United Airlines' Oscar Munoz
Chief Executive Officer of United Airlines Oscar Munoz introduces a new international business class dubbed United Polaris in New York, June 2, 2016. REUTERS/Lucas Jackson

In a written explanation to the Senate Commerce, Science and Transportation Committee on Wednesday, United Airlines reiterated that it is reviewing its policies following the April 9 incident in which a passenger was dragged off its Chicago-Louisville flight due to “overbooking.”

United CEO Oscar Munoz explained to the committee that the company is reviewing its policies to make sure not to put its passengers, employees and partners in “impossible situations.” The airline has also vowed not “to ask law enforcement officers to remove passengers from our flights unless it is a matter of safety or security.”

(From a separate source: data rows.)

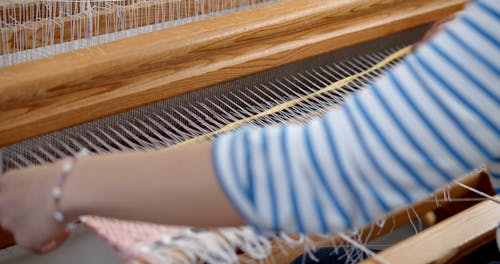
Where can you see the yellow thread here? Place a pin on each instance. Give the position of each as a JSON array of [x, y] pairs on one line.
[[275, 109]]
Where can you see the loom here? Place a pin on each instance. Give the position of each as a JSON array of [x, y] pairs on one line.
[[111, 75]]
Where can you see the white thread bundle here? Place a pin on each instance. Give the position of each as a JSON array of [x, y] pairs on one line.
[[31, 29]]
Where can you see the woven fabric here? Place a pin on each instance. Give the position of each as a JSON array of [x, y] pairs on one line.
[[128, 238]]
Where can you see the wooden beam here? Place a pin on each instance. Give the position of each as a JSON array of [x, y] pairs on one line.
[[449, 240], [54, 28], [400, 217], [50, 94]]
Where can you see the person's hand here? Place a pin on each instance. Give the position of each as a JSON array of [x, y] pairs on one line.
[[26, 207]]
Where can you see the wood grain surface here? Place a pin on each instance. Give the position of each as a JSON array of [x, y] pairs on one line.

“We are working to regain our customers’ trust with the highest quality of service and deepest level of respect and care,” Munoz’s statement read. “As part of my commitment to ensuring we prevent something like Flight 3411 from happening again, we are finalizing a thorough review of our policies and will be making changes to avoid putting our customers, employees and partners into impossible situations due to policies we control.”

Senate Commerce Chairman John Thune (R-South Dakota), ranking Democrat Sen. Bill Nelson of Florida, Aviation Subcommittee Chairman Roy Blunt (R-Missouri) and ranking Democrat Rep. Maria Cantwell of Washington, received Munoz’s statement.

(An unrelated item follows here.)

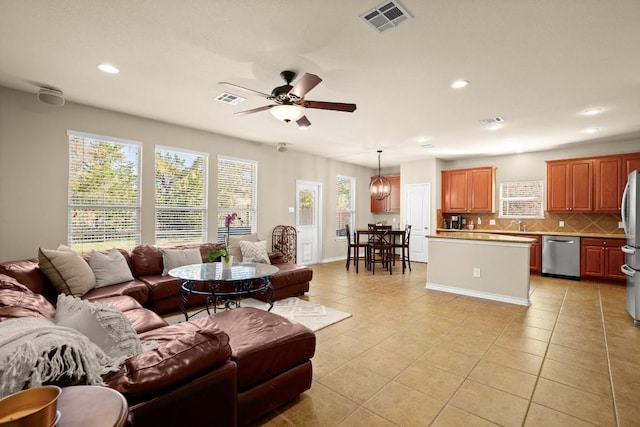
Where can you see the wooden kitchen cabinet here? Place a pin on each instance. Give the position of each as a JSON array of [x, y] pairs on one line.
[[389, 204], [608, 184], [469, 190], [570, 185], [601, 259]]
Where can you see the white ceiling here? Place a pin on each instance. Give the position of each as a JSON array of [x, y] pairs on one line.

The United CEO also reiterated that the airline’s staff will be required to check into flights 60 minutes before departure. Munoz and the Chicago Department of Aviation (CDA) were questioned by senior Republicans and Democrats following the April 9 incident.

Also on Wednesday, the CDA sent the committee a letter vowing to help improve passengers’ experiences at airports in the city.

“As part of the review, at total of four Aviation Security Officers (ASOs) allegedly involved in the incident were placed on administrative leave on April 10, 12 and 19, 2017,” CDA Commissioner Ginger S. Evans wrote, according to the Hill.

United Airlines came under fire after a passenger named David Dao —a doctor — was violently dragged away from a flight from Chicago to Louisville. The video of Dao’s violent removal went viral, and Munoz issued an apology soon after.

Dao’s attorney said earlier this month his client said he suffered a “significant concussion,” a broken nose and lost two front teeth.